There are so many things that I love about you. One of them is how much you love your profession. It's no secret that I'm jealous. Not jealous that you spend time thinking about work, but jealous that you have a calling and a passion.
I love that you get lost in your work, I think it's fascinating and endearing and so so attractive. The other day when we were walking to dinner and I was thinking chatting away about my day and you were lost in thought I asked you what you were thinking about, you said 'foster care.' Everything about you is so dedicated and good.
Every film you make is an adventure for me too. I'm learning and growing and I'm coming along with you. I look forward to our many journeys together!!
The Director's (almost!) Wife
We. Are. 47. Days. Away.
We're ok we're ok! We're not freaking out!
Kidding, we're freaking out a little. We had a bit of a 'our parents are going to kill us' breakdown this weekend, but I think we're over the hump! (I think)
It's absolutely a dichotomy between worrying that everyone we know is going to be mad and knowing that this is the best thing for the both of us. I think right now I'm in a 'I need to buy more things!' mode and JCPE's in a 'I'm really busy with work' mode! And we're just getting things together. Right now, if I could tell myself anything it would be this:
DO NOT FORGET TO PURCHASE A WEDDING LICENSE!!!
and RINGS! For the love of god Taylor, buy some wedding bands.
Today photographer Lauren Colchamiro who took pictures of JCPE for The Daily Brink a while ago asked for Yelp help and I clicked through to her profile and found this:
It reminded me of how I went to the GAP during the before holiday sales and picked out 2 for $30 sweaters, and there wasn't much happening at work so I was taking my time, an dhow it really took a long time to find the right ones. I ended up both itchy because I'm allergic to most sweater materials and covered in fuzz from throwing myself onto the pile of mens sweaters a few times to find the right one.

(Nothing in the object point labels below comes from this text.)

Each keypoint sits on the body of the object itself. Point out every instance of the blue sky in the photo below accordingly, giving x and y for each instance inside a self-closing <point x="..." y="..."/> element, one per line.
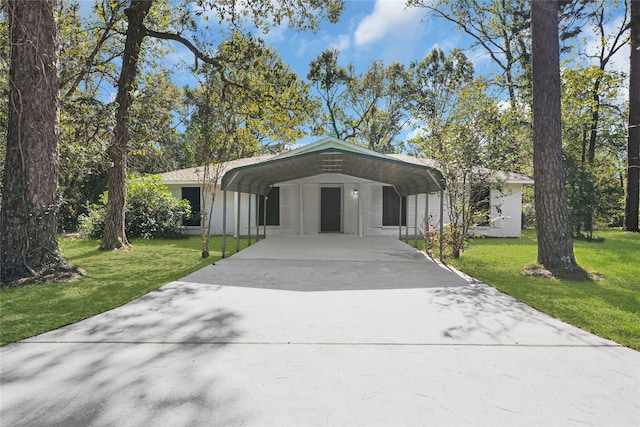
<point x="368" y="30"/>
<point x="381" y="30"/>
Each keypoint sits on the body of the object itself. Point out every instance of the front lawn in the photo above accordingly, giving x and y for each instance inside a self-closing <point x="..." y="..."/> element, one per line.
<point x="112" y="279"/>
<point x="608" y="306"/>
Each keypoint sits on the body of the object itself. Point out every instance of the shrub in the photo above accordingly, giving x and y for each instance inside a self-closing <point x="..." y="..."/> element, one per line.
<point x="151" y="211"/>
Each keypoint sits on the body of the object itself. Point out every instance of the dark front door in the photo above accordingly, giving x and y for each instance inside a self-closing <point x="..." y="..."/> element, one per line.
<point x="330" y="209"/>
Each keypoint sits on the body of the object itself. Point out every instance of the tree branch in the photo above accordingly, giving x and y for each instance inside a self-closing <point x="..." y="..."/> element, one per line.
<point x="177" y="37"/>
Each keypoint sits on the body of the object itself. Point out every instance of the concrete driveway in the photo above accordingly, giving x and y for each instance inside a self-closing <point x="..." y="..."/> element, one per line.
<point x="327" y="330"/>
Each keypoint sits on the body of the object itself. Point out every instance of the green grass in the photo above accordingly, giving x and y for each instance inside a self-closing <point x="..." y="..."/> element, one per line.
<point x="609" y="307"/>
<point x="112" y="279"/>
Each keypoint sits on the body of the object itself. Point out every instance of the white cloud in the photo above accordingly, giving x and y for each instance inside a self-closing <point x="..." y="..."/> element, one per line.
<point x="388" y="17"/>
<point x="620" y="61"/>
<point x="341" y="42"/>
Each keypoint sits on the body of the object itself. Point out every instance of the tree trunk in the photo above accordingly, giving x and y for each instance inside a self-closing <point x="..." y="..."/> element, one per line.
<point x="28" y="220"/>
<point x="555" y="246"/>
<point x="114" y="234"/>
<point x="633" y="153"/>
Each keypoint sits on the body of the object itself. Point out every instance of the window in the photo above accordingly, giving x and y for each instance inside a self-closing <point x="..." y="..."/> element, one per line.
<point x="391" y="207"/>
<point x="480" y="203"/>
<point x="192" y="194"/>
<point x="273" y="207"/>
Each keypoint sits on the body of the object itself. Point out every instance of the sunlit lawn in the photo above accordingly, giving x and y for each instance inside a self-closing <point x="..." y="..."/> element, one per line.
<point x="112" y="279"/>
<point x="609" y="307"/>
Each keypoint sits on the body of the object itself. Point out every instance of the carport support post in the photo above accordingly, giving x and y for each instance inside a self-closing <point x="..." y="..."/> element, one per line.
<point x="415" y="222"/>
<point x="224" y="221"/>
<point x="441" y="220"/>
<point x="249" y="223"/>
<point x="257" y="217"/>
<point x="238" y="222"/>
<point x="400" y="213"/>
<point x="264" y="216"/>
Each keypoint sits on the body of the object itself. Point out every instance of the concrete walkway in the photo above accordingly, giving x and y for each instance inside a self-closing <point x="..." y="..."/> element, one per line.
<point x="320" y="331"/>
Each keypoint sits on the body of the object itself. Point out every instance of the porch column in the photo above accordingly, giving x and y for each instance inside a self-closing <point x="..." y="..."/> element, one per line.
<point x="441" y="220"/>
<point x="249" y="223"/>
<point x="224" y="221"/>
<point x="238" y="222"/>
<point x="301" y="211"/>
<point x="257" y="217"/>
<point x="359" y="229"/>
<point x="264" y="215"/>
<point x="415" y="222"/>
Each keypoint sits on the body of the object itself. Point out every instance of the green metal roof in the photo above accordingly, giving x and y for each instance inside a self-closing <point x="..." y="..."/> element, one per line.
<point x="332" y="155"/>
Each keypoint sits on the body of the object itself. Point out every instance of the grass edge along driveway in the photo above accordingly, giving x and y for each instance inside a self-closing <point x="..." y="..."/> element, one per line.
<point x="112" y="278"/>
<point x="608" y="306"/>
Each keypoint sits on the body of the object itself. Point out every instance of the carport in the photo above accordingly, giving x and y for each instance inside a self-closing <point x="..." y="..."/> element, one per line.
<point x="331" y="156"/>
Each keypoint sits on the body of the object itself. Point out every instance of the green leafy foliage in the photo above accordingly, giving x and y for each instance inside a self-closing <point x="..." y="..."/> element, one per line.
<point x="369" y="109"/>
<point x="151" y="211"/>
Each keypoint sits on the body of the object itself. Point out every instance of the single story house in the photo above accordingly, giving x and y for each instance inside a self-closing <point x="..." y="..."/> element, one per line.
<point x="331" y="186"/>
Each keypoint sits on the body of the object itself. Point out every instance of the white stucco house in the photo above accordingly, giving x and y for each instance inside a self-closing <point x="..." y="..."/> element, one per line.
<point x="331" y="186"/>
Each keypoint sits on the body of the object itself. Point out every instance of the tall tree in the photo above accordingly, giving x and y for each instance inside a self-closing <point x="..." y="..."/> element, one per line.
<point x="633" y="152"/>
<point x="301" y="14"/>
<point x="555" y="245"/>
<point x="28" y="219"/>
<point x="369" y="108"/>
<point x="255" y="101"/>
<point x="498" y="27"/>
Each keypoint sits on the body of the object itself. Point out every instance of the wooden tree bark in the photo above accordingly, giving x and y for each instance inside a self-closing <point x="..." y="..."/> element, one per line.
<point x="555" y="246"/>
<point x="28" y="219"/>
<point x="633" y="153"/>
<point x="114" y="233"/>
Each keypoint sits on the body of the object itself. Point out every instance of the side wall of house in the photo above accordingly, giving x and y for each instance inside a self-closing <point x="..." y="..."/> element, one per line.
<point x="360" y="209"/>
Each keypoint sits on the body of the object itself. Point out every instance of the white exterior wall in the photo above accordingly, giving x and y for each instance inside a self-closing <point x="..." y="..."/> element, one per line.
<point x="361" y="214"/>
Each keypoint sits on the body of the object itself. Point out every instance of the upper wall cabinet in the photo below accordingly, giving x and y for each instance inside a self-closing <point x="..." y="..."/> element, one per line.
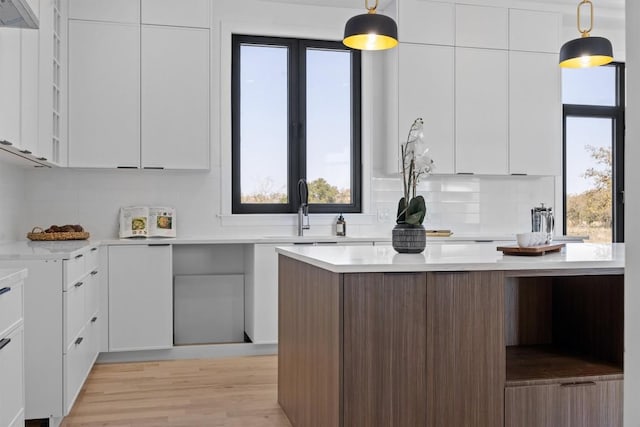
<point x="426" y="89"/>
<point x="126" y="11"/>
<point x="421" y="21"/>
<point x="482" y="26"/>
<point x="535" y="114"/>
<point x="534" y="31"/>
<point x="104" y="94"/>
<point x="183" y="13"/>
<point x="175" y="97"/>
<point x="481" y="111"/>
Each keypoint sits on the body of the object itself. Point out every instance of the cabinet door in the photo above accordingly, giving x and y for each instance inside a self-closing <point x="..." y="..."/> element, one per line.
<point x="535" y="114"/>
<point x="428" y="22"/>
<point x="12" y="383"/>
<point x="104" y="95"/>
<point x="426" y="89"/>
<point x="175" y="98"/>
<point x="10" y="78"/>
<point x="185" y="13"/>
<point x="481" y="111"/>
<point x="482" y="26"/>
<point x="127" y="11"/>
<point x="465" y="349"/>
<point x="140" y="297"/>
<point x="534" y="31"/>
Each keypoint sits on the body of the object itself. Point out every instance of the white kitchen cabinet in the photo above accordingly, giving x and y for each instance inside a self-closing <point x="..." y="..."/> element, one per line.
<point x="482" y="26"/>
<point x="11" y="349"/>
<point x="426" y="89"/>
<point x="183" y="13"/>
<point x="428" y="22"/>
<point x="104" y="94"/>
<point x="481" y="111"/>
<point x="140" y="297"/>
<point x="124" y="11"/>
<point x="535" y="116"/>
<point x="175" y="97"/>
<point x="10" y="78"/>
<point x="534" y="31"/>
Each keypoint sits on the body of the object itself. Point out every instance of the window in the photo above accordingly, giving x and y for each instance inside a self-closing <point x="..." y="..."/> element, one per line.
<point x="296" y="114"/>
<point x="594" y="152"/>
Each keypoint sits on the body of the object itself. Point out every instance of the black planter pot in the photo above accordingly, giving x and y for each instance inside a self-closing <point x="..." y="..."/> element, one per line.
<point x="408" y="238"/>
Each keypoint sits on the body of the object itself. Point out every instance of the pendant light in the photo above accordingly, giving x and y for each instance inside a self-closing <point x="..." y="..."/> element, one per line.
<point x="586" y="51"/>
<point x="370" y="31"/>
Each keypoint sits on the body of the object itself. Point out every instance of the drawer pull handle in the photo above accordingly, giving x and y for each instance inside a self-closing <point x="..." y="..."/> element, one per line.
<point x="578" y="384"/>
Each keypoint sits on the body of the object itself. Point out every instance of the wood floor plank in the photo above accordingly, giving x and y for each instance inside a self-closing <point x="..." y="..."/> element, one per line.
<point x="236" y="392"/>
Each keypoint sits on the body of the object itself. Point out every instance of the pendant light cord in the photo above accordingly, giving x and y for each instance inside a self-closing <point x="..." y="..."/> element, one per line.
<point x="585" y="33"/>
<point x="370" y="9"/>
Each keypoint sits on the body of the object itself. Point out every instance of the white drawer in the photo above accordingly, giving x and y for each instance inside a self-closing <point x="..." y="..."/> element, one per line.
<point x="92" y="259"/>
<point x="75" y="316"/>
<point x="10" y="306"/>
<point x="12" y="383"/>
<point x="73" y="269"/>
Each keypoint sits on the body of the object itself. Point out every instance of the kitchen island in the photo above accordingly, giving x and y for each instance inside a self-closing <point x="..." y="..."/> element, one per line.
<point x="460" y="335"/>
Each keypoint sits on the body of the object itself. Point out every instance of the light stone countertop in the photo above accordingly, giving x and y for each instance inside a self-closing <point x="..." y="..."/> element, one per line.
<point x="455" y="257"/>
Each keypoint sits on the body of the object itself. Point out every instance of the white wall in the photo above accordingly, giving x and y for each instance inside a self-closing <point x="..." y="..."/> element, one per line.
<point x="632" y="225"/>
<point x="202" y="199"/>
<point x="12" y="196"/>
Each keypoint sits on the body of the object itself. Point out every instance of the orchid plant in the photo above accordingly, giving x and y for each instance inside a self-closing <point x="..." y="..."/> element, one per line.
<point x="416" y="163"/>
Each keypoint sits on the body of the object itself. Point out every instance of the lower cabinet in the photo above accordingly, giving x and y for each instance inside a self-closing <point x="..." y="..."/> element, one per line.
<point x="140" y="297"/>
<point x="571" y="404"/>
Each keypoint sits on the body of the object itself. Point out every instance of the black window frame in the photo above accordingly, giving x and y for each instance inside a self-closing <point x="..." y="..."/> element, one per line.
<point x="617" y="114"/>
<point x="297" y="126"/>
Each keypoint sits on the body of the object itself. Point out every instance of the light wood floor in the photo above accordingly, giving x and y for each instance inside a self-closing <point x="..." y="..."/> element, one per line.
<point x="238" y="392"/>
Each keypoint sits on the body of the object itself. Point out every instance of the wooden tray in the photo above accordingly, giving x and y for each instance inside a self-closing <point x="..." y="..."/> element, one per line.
<point x="531" y="250"/>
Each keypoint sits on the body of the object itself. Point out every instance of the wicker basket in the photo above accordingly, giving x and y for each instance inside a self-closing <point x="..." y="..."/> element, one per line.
<point x="38" y="234"/>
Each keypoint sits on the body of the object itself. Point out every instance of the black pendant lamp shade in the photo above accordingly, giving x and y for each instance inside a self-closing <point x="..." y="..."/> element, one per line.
<point x="370" y="31"/>
<point x="586" y="51"/>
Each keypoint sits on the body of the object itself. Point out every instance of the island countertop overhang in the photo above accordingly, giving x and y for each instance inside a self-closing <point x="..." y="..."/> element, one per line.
<point x="458" y="257"/>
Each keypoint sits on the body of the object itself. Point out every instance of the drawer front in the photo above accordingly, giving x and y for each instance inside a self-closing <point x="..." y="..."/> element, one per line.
<point x="92" y="260"/>
<point x="73" y="269"/>
<point x="10" y="306"/>
<point x="12" y="379"/>
<point x="75" y="316"/>
<point x="582" y="404"/>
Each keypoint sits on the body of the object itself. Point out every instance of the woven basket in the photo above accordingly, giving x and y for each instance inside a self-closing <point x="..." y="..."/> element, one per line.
<point x="38" y="234"/>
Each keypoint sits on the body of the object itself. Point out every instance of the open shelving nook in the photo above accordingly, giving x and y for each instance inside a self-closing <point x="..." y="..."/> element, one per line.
<point x="564" y="337"/>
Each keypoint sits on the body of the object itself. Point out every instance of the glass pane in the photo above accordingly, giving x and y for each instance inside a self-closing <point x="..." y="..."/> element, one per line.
<point x="589" y="86"/>
<point x="589" y="178"/>
<point x="329" y="126"/>
<point x="263" y="124"/>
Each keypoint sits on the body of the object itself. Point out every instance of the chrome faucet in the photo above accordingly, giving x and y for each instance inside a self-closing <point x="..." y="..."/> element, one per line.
<point x="303" y="209"/>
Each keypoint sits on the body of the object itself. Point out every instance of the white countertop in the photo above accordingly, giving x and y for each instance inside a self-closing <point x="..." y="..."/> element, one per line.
<point x="28" y="250"/>
<point x="455" y="257"/>
<point x="11" y="275"/>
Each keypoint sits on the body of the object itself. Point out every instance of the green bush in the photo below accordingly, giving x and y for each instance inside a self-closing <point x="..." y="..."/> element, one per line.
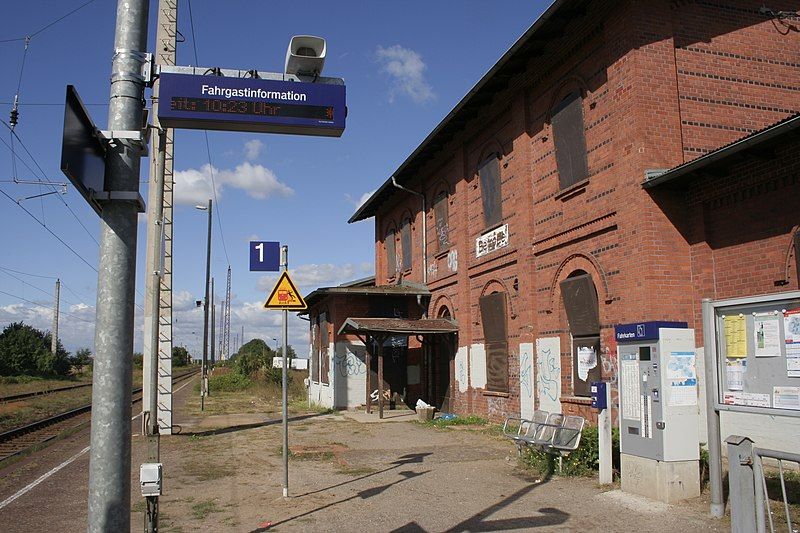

Juan and I never wait until the actual holidays to give each other gifts. Even if I can manage to get a few gifts wrapped and in a pile I still give them to him one at a time in the days before leaving us with heartfelt hugs and cards on the actual holiday. I'm so glad I gave JCPE all the spices and popcorn flavors I bought him for Valentine's day about a week before because they would have felt downright silly after all that amazing Valentine's day I got!
I need to get JCPE a wedding outfit... 2 months from now we'll be on a plane to our honey moon!! eeek!